Film
The Night Revitalizes the Haunted Hotel Movie With Tasteful Frights
In The Night, a married Iranian American couple are confronted with their own deceits during hellacious night in LA’s Hotel Normandie.
Back in 2020, Kourosh Ahari’s debut feature The Night became the first American-produced film to get a license for theatrical release in Iran since the Islamic Revolution of 1979. The film, a US–Iran coproduction that was made by multiple Iranian Americans and shot in Los Angeles, follows a single married Iranian couple living in the US as they spend a hellacious night in a hotel that may never let them leave. Beyond its historical significance, The Night boasts carefully calculated scares, stylish cinematography, and impressive acting, signaling that it’s one of the best horror films made in recent years.
We’re introduced to Babak (Shahab Hosseini) and his wife Neda (Niousha Noor) during a game night with some of their fellow Iranian transplants living in LA. The group almost exclusively speaks Farsi, even though one of their friends is married to an American woman. They’re playing a game of Mafia, which is crucially a game of lies. While most players are citizens, two are mafiosos, and they “kill” a player each “night,” while the citizens try to identify the mafiosos during the “day.” Babak shows that he’s a skilled deceiver, as he makes it to the end of the game despite being a mafioso, along with one of his male friends.

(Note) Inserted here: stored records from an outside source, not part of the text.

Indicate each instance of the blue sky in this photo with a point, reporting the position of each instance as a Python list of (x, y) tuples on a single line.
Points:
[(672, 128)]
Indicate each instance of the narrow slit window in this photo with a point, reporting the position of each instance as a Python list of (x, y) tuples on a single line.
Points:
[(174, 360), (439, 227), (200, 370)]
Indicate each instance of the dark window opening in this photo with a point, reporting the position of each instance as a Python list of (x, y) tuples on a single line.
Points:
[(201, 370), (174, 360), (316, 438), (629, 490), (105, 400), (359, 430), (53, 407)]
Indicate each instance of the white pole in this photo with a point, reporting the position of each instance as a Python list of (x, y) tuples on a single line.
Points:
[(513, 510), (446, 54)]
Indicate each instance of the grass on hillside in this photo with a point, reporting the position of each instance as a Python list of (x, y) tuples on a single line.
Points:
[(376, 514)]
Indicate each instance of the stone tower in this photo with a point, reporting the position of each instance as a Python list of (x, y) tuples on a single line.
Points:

The social event also includes some vodka, and Babak imbibes heartily, despite Neda’s concern that he’ll get drunk.
Despite the fact that he has been drinking, Babak insists on driving the half-hour or so it will take to get home, and Neda can’t as her license has been suspended. They’re also accompanied by their infant daughter, who spent most of the evening sleeping. But a simple trip home ends up taking more than an hour thanks to a haywire GPS system, and Babak heeds his wife’s calls for him to stop driving by stopping for the night at the Hotel Normandie, located in LA’s Koreatown neighborhood. The hotel has a warm brick exterior, but the interior is far more sinister (at least as production designer Jennifer Dehghan and cinematographer Maz Makhani make it look). The bickering couple settles in for a night of good sleep before resuming the short journey, but they’re beset by a young child who runs around the hallways banging on their door and crying out for “Mommy,” even though there are no other guests that night. (Sure.) Later, when Babak goes downstairs to get some water to make the baby’s formula, he runs into a woman that initially seems to be Neda, before he pulls back in fear once he sees her true face.
The Night has plenty of stylish thrills to keep viewers riveted, but it’s the fully realized performances that help elevate it over so many other horror films.

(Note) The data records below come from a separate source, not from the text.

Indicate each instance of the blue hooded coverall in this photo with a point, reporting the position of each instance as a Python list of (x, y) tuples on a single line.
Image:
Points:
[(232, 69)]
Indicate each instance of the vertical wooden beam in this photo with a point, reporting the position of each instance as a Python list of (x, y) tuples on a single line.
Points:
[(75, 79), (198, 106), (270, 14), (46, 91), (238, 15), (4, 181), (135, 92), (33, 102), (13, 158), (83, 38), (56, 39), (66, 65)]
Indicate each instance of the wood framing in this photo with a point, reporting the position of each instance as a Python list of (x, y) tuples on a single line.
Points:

Ahari and his co-screenwriter Milad Jarmooz take their time in revealing who the child and the woman are and what their connection to Babak and Neda are, but the two figures are carefully calculated to have maximum impact on the couple, even if it takes them a while to figure out the connection. The Night uses some of the clichéd techniques of modern horror films like seat-rattling jump scares, but at least in this case they’re warranted as spectral figures harass the couple and bang on their door and from the room above. Once the two figure out what’s going on they make a run for it, but the Hotel Normandie (or the figures haunting them) won’t let them leave.
The Night is a fairly low-budget feature, but it looks far more elegant and sophisticated than it has any right two, thanks to Ahari’s potent direction and Makhani’s elegant use of shadows. It’s surprising that the Hotel Normandie would even allow a horror movie to be filmed on the premises, but the filmmakers make excellent use of its bare corridors and dimly lit staircases. They’re not inherently creepy spaces, but when you’re already on edge they adopt a sinister sheen. At 105 minutes, The Night is longer than most contemporary horror films, but the extra runtime allows the movie’s mysteries to play out gradually and deliberately, allowing viewers to try to figure out what torments the couple for themselves. However, it’s The Night’s stellar cast that truly elevates it above most horror films, where acting skills are often treated as optional. Hosseini is best known for his multiple collaborations with the great Iranian director Asghar Farhadi in About Elly (2009), A Separation (2011), and The Salesman (2016), and here he delivers a performance that ranks with his work in those films. As Babak comes to understand the forces preventing him from leaving the Hotel Normandie, he tries to hide his secret from Neda, even though telling her might be their only way to free themselves. Noor may have the more difficult role, as she has to be the more responsible of the two, but she navigates it without allowing her character to turn into a nag. The Night has plenty of stylish thrills to keep viewers riveted, but it’s the fully realized performances that help elevate it over so many other horror films.